I've tried to create a simple ML agent (ball) to learn to move towards and collide with a target.
Unfortunately, the agent doesn't appear to be learning and simply moves around in what appears to be random positions the whole time. After 5M steps, the average reward remains at -1.
Any suggestions on what I'm doing wrong?
Tensorflow Cumulative reward graph
My observations are here:
/// <summary>
/// Observations:
/// 1: Distance to nearest target
/// 3: Vector to nearest target
/// 3: Target Position
/// 3: Agent position
/// 1: Agent Velocity X
/// 1: Agent Velocity Y
/// //12 observations in total
/// </summary>
/// <param name="sensor"></param>
public override void CollectObservations(VectorSensor sensor)
{
//If nearest Target is null, observe an empty array and return early
if (target == null)
{
sensor.AddObservation(new float[12]);
return;
}
float distanceToTarget = Vector3.Distance(target.transform.position, this.transform.position);
//Distance to nearest target (1 observervation)
sensor.AddObservation(distanceToTarget);
//Vector to nearest target (3 observations)
Vector3 toTarget = target.transform.position - this.transform.position;
sensor.AddObservation(toTarget.normalized);
//Target position
sensor.AddObservation(target.transform.localPosition);
//Current Position
sensor.AddObservation(this.transform.localPosition);
//Agent Velocities
sensor.AddObservation(rigidbody.velocity.x);
sensor.AddObservation(rigidbody.velocity.y);
}
My YAML File config:
behaviors:
PlayerAgent:
trainer_type: ppo
hyperparameters:
batch_size: 512 #128
buffer_size: 2048
learning_rate: 3.0e-4
beta: 5.0e-4
epsilon: 0.2 #0.2
lambd: 0.99
num_epoch: 3 #3
learning_rate_schedule: linear
network_settings:
normalize: false
hidden_units: 32 #256
num_layers: 2
vis_encode_type: simple
reward_signals:
extrinsic:
gamma: 0.99
strength: 1.0
curiosity:
strength: 0.02
gamma: 0.99
encoding_size: 64
learning_rate: 3.0e-4
#keep_checkpoints: 5
#checkpoint_interval: 500000
max_steps: 5000000
time_horizon: 64
summary_freq: 10000
threaded: true
framework: tensorflow
Unity Inspector Component config
Rewards (All on the agent script):
private void Update()
{
//If Agent falls off the screen, give negative reward an end episode
if (this.transform.position.y < 0)
{
AddReward(-1.0f);
EndEpisode();
}
if(target != null)
{
Debug.DrawLine(this.transform.position, target.transform.position, Color.green);
}
}
private void OnCollisionEnter(Collision collidedObj)
{
//If agent collides with goal, provide reward
if (collidedObj.gameObject.CompareTag("Goal"))
{
AddReward(1.0f);
Destroy(target);
EndEpisode();
}
}
public override void OnActionReceived(float[] vectorAction)
{
if (!target)
{
//Place and assign the target
envController.PlaceTarget();
target = envController.ProvideTarget();
}
Vector3 controlSignal = Vector3.zero;
controlSignal.x = vectorAction[0];
controlSignal.z = vectorAction[1];
rigidbody.AddForce(controlSignal * moveSpeed, ForceMode.VelocityChange);
// Apply a tiny negative reward every step to encourage action
if (this.MaxStep > 0) AddReward(-1f / this.MaxStep);
}
How hard would you say that your environment is?

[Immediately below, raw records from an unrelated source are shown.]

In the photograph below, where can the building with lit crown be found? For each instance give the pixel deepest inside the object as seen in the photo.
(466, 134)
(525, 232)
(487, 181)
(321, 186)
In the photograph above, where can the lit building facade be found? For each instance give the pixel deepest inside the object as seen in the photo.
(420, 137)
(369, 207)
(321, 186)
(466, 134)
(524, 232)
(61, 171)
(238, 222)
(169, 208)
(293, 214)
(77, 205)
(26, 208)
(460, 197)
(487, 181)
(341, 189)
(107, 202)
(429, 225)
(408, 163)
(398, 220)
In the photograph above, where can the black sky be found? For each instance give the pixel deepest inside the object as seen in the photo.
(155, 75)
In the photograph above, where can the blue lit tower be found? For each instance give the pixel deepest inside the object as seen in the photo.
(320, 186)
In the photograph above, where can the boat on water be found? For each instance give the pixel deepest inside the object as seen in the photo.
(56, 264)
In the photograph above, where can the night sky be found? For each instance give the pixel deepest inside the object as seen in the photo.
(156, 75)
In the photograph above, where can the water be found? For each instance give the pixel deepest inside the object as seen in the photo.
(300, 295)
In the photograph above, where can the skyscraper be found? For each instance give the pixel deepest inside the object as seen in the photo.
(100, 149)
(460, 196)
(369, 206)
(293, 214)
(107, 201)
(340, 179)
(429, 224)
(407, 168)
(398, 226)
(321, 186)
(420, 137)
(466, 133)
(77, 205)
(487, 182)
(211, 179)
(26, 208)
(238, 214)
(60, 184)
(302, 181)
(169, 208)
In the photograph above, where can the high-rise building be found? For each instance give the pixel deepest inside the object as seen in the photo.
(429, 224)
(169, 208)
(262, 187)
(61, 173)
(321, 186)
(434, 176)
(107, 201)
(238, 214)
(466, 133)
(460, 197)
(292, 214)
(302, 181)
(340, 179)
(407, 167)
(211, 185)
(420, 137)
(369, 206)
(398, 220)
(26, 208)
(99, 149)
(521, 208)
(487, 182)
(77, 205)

If the target is rarely reached, the agent will not be able to learn. In that case, you need to add some intrinsic reward when the agent acts in the right direction. That allows the agent to learn even if the rewards are sparse.
There might also be a problem with reward hacking by the way you have designed the rewards. If the agent is not able to find the target to get the larger reward, the most efficient way is to fall off the platform as quickly as possible to not suffer from the small penalty in each timestep.